Depending on the situation, this may be a case where shared pointers don't add anything. They should be used anytime lifetime management is an issue. If the child objects lifetime is guaranteed to be shorter than that of the parent, I don't see a problem with using raw pointers. For instance, if the parent creates and deletes the child objects (and no one else does), there is no question over who should delete the child objects.
KeithB has a really good point that I would like to extend (in a sense that is not related to the question, but that will not fit in a comment):
In the specific case of the relation of an object with its subobjects the lifetimes are guaranteed: the parent object will always outlive the child object.

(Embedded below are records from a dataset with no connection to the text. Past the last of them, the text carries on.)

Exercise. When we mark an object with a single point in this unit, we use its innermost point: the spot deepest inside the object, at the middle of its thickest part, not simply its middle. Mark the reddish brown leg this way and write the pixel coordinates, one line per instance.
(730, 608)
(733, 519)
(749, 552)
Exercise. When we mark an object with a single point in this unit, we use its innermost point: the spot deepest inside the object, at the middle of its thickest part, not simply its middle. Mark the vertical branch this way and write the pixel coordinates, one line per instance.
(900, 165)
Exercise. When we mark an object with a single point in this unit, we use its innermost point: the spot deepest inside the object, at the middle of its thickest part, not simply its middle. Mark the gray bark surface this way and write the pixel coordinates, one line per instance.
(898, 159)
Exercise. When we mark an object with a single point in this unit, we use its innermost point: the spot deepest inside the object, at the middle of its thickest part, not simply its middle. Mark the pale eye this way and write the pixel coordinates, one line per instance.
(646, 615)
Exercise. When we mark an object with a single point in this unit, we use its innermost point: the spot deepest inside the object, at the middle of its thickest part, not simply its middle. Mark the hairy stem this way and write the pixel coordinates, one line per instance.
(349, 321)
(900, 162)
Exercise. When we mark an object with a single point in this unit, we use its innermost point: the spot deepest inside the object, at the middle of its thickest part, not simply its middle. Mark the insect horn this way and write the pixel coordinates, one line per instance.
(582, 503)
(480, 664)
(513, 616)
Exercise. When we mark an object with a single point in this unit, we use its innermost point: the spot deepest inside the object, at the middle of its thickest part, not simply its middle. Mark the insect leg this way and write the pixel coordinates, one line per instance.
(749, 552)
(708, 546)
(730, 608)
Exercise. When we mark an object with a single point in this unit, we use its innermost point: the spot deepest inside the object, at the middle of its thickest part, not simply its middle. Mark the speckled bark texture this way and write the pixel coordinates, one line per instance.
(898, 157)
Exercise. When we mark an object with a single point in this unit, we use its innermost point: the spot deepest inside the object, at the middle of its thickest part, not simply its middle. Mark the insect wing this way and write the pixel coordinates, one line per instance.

In this case the child (member) object does not share the ownership of the parent (containing) object, and a shared_ptr should not be used. It should not be used for semantic reasons (no shared ownership at all) nor for practical reasons: you can introduce all sorts of problems: memory leaks and incorrect deletions.
To ease discussion I will use P to refer to the parent object and C to refer to the child or contained object.
If P lifetime is externally handled with a shared_ptr, then adding another shared_ptr in C to refer to P will have the effect of creating a cycle. Once you have a cycle in memory managed by reference counting you most probably have a memory leak: when the last external shared_ptr that refers to P goes out of scope, the pointer in C is still alive, so the reference count for P does not reach 0 and the object is not released, even if it is no longer accessible.
If P is handled by a different pointer then when the pointer gets deleted it will call the P destructor, that will cascade into calling the C destructor. The reference count for P in the shared_ptr that C has will reach 0 and it will trigger a double deletion.
If P has automatic storage duration, when it's destructor gets called (the object goes out of scope or the containing object destructor is called) then the shared_ptr will trigger the deletion of a block of memory that was not new-ed.
The common solution is breaking cycles with weak_ptrs, so that the child object would not keep a shared_ptr to the parent, but rather a weak_ptr. At this stage the problem is the same: to create a weak_ptr the object must already be managed by a shared_ptr, which during construction cannot happen.
Consider using either a raw pointer (handling ownership of a resource through a pointer is unsafe, but here ownership is handled externally so that is not an issue) or even a reference (which also is telling other programmers that you trust the referred object P to outlive the referring object C)
A object that requires complex construction sounds like a job for a factory.
Define an interface or an abstract class, one that cannot be constructed, plus a free-function that, possibly with parameters, returns a pointer to the interface, but behinds the scenes takes care of the complexity.
You have to think of design in terms of what the end user of your class has to do.
Do you really need to use the shared_ptr in this case? Can the child just have a pointer? After all, it's the child object, so it's owned by the parent, so couldn't it just have a normal pointer to it's parent?